Mainland China remains cheaper overall for factory investors compared to Taiwan, Lin said. It represents at the same time a significantly larger consumer market than Taiwan, meaning investors can take what they make there and sell it without the overseas shipping costs.
A spokesperson for Taiwan-based Acer, the world’s fifth largest PC vendor by market share, said in late January it was “committed to the China market” and cited “business as usual” there.
Less expensive than both Taiwan and mainland China, Vietnam stands to keep drawing Taiwanese investors after luring some 3,000 over the past 15 years.
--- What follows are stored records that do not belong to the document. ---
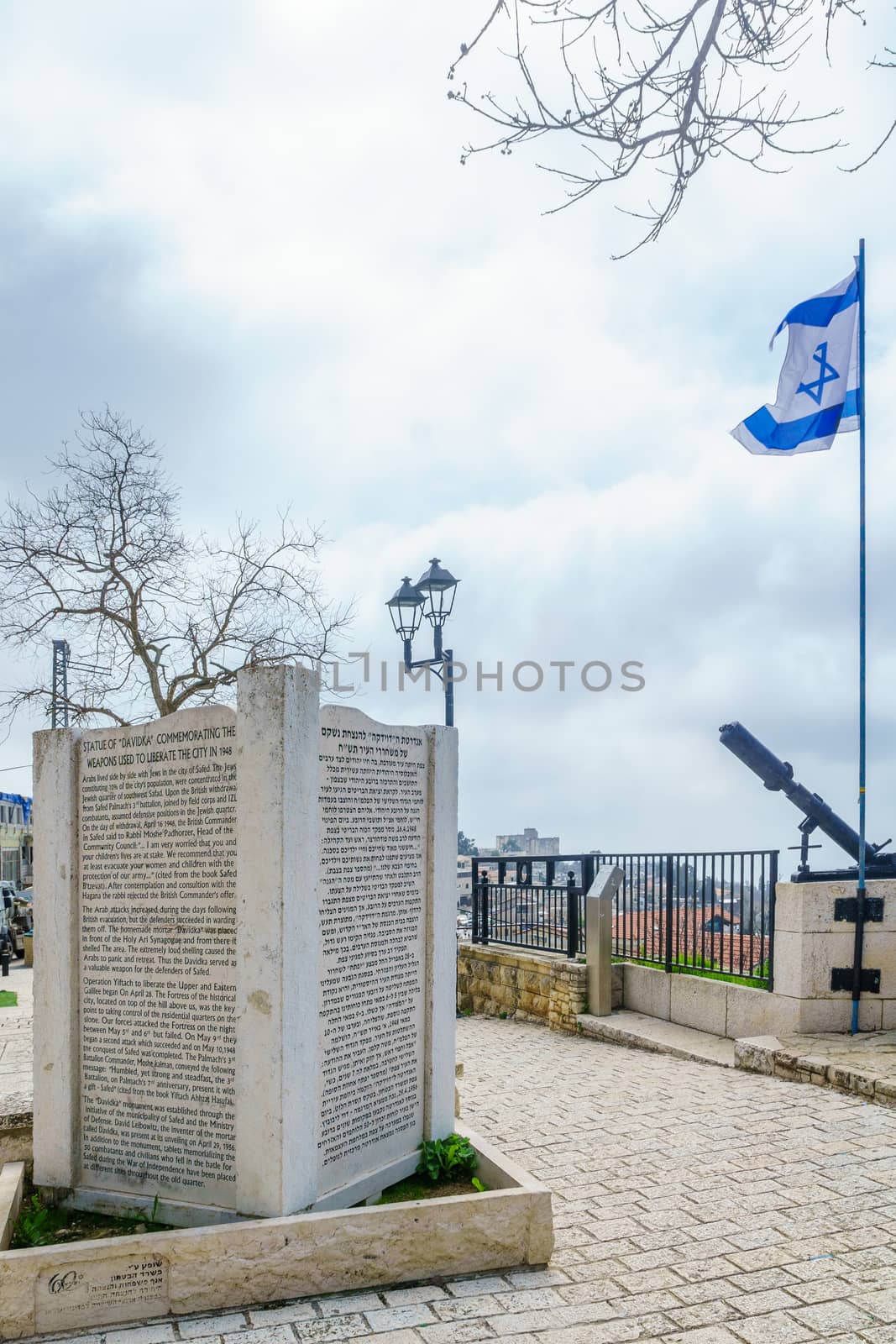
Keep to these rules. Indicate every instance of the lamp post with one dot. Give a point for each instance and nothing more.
(430, 597)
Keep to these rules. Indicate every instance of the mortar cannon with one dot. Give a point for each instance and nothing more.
(778, 776)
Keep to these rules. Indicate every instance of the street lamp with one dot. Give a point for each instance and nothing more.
(430, 597)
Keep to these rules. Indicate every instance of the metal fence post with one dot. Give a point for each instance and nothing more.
(773, 884)
(474, 911)
(573, 918)
(668, 906)
(484, 909)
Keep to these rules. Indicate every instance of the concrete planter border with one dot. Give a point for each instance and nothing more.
(55, 1289)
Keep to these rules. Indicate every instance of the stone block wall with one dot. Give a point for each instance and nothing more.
(526, 985)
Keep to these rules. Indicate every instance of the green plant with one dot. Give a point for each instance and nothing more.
(35, 1223)
(443, 1159)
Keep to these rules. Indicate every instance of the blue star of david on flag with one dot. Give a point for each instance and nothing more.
(821, 366)
(826, 375)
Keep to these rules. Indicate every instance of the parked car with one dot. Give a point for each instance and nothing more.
(15, 920)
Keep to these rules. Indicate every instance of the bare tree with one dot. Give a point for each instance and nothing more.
(160, 622)
(647, 85)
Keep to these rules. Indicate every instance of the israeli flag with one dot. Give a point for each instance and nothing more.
(819, 385)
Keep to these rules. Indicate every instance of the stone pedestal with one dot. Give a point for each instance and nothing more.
(244, 998)
(809, 942)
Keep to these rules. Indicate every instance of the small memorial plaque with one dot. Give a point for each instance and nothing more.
(81, 1294)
The most obvious one, contract assembler Foxconn Technology, plans to build a $270 million tablet and PC plant in northern Vietnam, the country’s government said in January.
BORDER CONTROLS
Vietnamese factories are producing ever higher-value exports, a source of economic growth around 6% every year from 2012 through 2019. Like Taiwan, Vietnam has kept Covid-19 at bay through border controls and strict quarantine rules.
Lee Wang-chung, general-director of Taiwanese-owned auto parts maker Elma Vietnam Industrial Co, stayed put in an industrial zone near Ho Chi Minh City throughout 2020 as orders picked up in October. Elma saves costs by being outside Taiwan, and Lee said it gained an edge over Taiwanese competitors by locating 20 years ago in Vietnam rather than in China.
“We have to invest more machinery for 2021 projects, so we expect our business will be better than 2019,” Lee said. In Vietnam, he said, “we also can see the business trend increase for the next three years, so we don’t have any plan to move our capital back to Taiwan.”